SMG CONFRERE FAIT FEU DE TOUT BOIS POUR RECRUTER

A Saint-Paul (Oise), cette PME spécialisée en métallurgie est confrontée à une pénurie de profils qualifiés. Pour les trouver, elle multiplie les canaux de recrutement et développe les formations internes.

L'industrie est en panne de profils qualifiés. Près de Beauvais, dans l’Oise, SMG Confrère, spécialisée dans la métallurgie, en fait l’amère expérience. Depuis plusieurs mois, elle recherche une dizaine de salariés, laséristes, plieurs, soudeurs et autres poinçonneurs et profils très techniques, de plus en plus rares sur le marché local de l’emploi.

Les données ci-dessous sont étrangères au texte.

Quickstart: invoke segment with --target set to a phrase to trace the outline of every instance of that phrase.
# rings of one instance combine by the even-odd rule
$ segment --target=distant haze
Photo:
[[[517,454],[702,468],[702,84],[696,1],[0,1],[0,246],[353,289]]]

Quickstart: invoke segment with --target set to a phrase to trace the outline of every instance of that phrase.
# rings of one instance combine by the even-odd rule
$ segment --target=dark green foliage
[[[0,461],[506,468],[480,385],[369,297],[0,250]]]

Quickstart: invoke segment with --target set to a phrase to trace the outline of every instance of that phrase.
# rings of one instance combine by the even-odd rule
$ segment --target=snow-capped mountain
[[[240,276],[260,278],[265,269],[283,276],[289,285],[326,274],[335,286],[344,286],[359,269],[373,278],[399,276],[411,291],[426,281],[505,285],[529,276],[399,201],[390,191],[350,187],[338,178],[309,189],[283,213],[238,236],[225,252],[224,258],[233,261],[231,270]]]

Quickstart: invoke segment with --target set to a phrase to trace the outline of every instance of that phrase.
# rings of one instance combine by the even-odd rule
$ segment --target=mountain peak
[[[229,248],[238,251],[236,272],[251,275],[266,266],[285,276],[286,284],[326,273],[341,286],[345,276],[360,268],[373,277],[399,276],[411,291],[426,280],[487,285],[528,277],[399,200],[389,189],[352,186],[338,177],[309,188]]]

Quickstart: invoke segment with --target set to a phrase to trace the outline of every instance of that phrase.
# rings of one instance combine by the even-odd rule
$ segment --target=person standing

Conséquence : «sur 14 plieuses, 8 seulement tournent aujourd’hui », se désespère Gil Sitkiewiez, directeur commercial de l’entreprise. Pour recruter, SMG Confrère, qui emploie une centaine de salariés, fait donc feu de tout bois : Pôle Emploi, agences d’intérim, appels sur les réseaux sociaux et même une dizaine de banderoles le long de la route bordant l’usine. Un déploiement d’énergie qui paie. Le nombre de CV reçus est passé de 5 à 50 par mois. Peu importe s'ils ne correspondent pas toujours au profil de poste, SMG est prêt à former. "Notamment les candidats ayant un profil technique, mais venant d’autres horizons, même s’ils n’ont pas d’expérience ». L’entreprise se dit aussi prête à revoir les niveaux de salaires à la hausse. Pour elle, l’enjeu est majeur. Ces dernières années, SMG Confrère, historiquement spécialisée dans la tôlerie industrielle pour le bâtiment, le machinisme agricole ou l'industrie, s’est diversifiée sur les marchés des cheminées à l’éthanol, de l’éclairage public, de la sonorisation haut-de-gamme ou encore dans équipements pour les bus électriques. «Nous réalisons 15 M€ de chiffre d’affaires, dont 10% avec nos propres produits, les cheminées en particulier. Nos perspectives de croissance sont bonnes », détaille Gil Sitkiewiez, qui craint que ces difficultés de recrutement ne freinent rapidement le développement de l’entreprise. Faute de bras et de cerveaux, elle pourrait n'avoir d'autre choix, à terme, que de refuser des contrats.